12: 名無しさん@おーぷん 19/11/17(日)23:47:36 ID:UW0



 次の日。彼の担当していたアイドルが事務所に呼び出され、部長さんから担当替えを告げられた。彼は、少しの休暇を取った後、新人育成の統括を任されるという。……事実上の左遷であることは、火を見るより明らかだった。
 しかし、「本当に申し訳ない」と見たことがない部長さんの表情と、顔を伺うこともできないくらい深くなされたお辞儀がその場全ての人間の言葉を奪った。

 誰しもが泣いたわけではない。誰しもが悲しんだわけではない。……それはきっと真実だ。だけど、声を上げて泣く子はいたし、表情には出なくとも彼のことを思う子はいたのだと思う。
 体が大きくて。口下手で、少し顔が怖くて。何を考えているかちょっとわかりづらいところがあって。──優しくて。安心できて、頼りになって。あなたの夢を見ると、次の日の朝、少し幸せで。おはようの後に、なんて会話しようと考えて。

 「遅すぎるなんてことは、ありません。」

 と。躊躇う私をアイドルに誘ってくれたあのとき。そう教えてくれたのはあなただったけど、でも、どうでしょう。

 今回ばかりは、少し、遅すぎたのかもしれません。
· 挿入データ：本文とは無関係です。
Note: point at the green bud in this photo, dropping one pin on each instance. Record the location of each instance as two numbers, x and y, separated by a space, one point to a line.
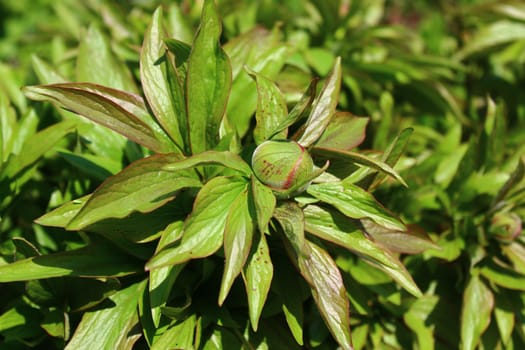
283 165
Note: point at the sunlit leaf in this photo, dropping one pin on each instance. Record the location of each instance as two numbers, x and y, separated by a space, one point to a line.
209 80
120 111
345 131
166 100
355 202
238 235
97 260
204 227
142 187
110 328
257 274
478 302
97 64
323 108
271 110
329 292
291 219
気づくのも──気づかなかったのも。


13: 名無しさん@おーぷん 19/11/17(日)23:48:05 ID:UW0

【雨色伝導】



 雨の街は人通りも少なく。舗装された道路にたまる水はスルリと流れ落ちていく。ふと立ち止まると、アパレルショップのガラスに自分の姿が映る。───あの頃より、優しい顔になっていると感じる。
 別人であるわけはない。私はあのときの自分とずっと地続きだ。あの日の後悔をずっと抱えたまま生きているはずなのに、この変化はどうしてだろう。

 時間が解決する。時薬。そんな言葉がある。でも、いざ自分がぬぐいきれない後悔を抱えた身になると、良薬は口に苦しというべきか──その間はずっと苦しんでいた気がする。でも確かにあの時と今の自分の表情は違う。効いているのに気づかなかっただけ、なのだろうか。


14: 名無しさん@おーぷん 19/11/17(日)23:48:23 ID:UW0

 傘に雨粒がぶつかり、ぽしゃり、ぽしゃりと音楽を歌う。靴底にわずかに水が染みる。なんとなしに歩いてきた先には、ライトアップ前の東京タワー。その真下に来ると顔をあげないとてっぺんが見えない。自然と顎が上がる。
 空は分厚い雲に覆われ、雨粒が目視できる。雨が少し髪にかかるが気にならない。


 ねえ、プロデューサーさん。プロデューサーさんは間違ってなんかいませんでしたよ。もちろん、あの子もそうです。誰も彼も間違っていなかった。ただ、どうしようもなかった。理不尽なことかもしれませんが、でもきっとそうなんです。
 みんなが幸せで、みんなが笑って、そんな未来が来ればよかったけど。でもあなたはその未来のために、力を尽くしてくれたのでしょう? わかっているなんて言葉は、無責任かもしれません。……でも、わかりたかった。私たちを支えてくれるあなたの事を、笑顔にしたいと思った。
 
 あなたが教えてくれた、何事をも乗り越える方法を、私はずっと続けていますよ。
 そうすれば、私はいつも、あなたと一緒にいられる気がするから。今でも、あなたと共に歩んでいる気になれるから。……私って、少し重い女なのかもしれませんね。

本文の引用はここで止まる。